Before that, Warren said, cataract-surgery patients used to be hospitalized upwards of a week with sandbags placed to immobilize the head. “But with the last few decades of advancing technology, now it’s a 10-minute outpatient procedure,” he explained.

Another important advance has been the use of topical anesthesia.

“In the past, everyone would get a shot into the eye socket to numb it up completely, but there’s some risk in giving this sort of anesthesia, such as bleeding, particularly in people who need to be anticoagulated,” Jusko explained. “So topical anesthesia, which is usually a viscous lidocaine solution, to numb the surface, is really sufficient for adequate anesthesia.

“So, those are the biggest advances of, say, the last 10 to 15 years. But now, we’re getting good at the accuracy of the implant.”

The new, advanced lens implants, quite simply, perform the same function as glasses.

“We’ve seen some exciting changes with lens-implant technology,” Warren said. “Previously, after we did a cataract procedure, the patient would require an update in their glasses, typically bifocals. Now, we can match each lens implant to what the individual needs, and following the procedure, the lens implant is doing the work, and they no longer need glasses.”

In other words, Jusko said, while the advances in no-stitch surgery and local anesthetics made cataract treatment safer, they didn’t necessarily improve patient outcome. “But this refractive component is such that we can often reduce or eliminate the need for glasses after surgery.”

Cost and Effect

Jusko said many people still aren’t aware of the high-tech options for cataract surgery, and live with the condition for far too long. But cost is a factor for many people, as insurance typically doesn’t cover the full price of premium lens implants.
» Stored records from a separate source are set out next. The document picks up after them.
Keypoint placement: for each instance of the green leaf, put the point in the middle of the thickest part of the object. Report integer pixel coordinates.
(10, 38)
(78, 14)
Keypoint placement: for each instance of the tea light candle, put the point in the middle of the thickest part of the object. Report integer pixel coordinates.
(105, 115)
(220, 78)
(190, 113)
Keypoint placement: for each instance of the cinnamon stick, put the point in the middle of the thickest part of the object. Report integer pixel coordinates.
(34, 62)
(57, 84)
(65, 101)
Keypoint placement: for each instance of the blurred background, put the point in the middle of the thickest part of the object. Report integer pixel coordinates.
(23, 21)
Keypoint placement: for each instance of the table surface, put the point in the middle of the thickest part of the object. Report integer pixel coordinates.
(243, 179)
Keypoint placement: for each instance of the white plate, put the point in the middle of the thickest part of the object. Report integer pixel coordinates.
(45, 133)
“This technology is a few generations from its birth, so it’s getting much better, but the downside to these premium lenses is that there’s an out-of-pocket cost that can be fairly expensive,” he said. But for those who can afford it, it’s often an easy choice.

“I guess the key is, once a surgeon feels comfortable with their ability to get somebody’s vision right on target, then it’s better to use the premium lenses and achieve excellent results quicker and with lower risk.

“The results speak for themselves,” he added. “Patients are very happy.”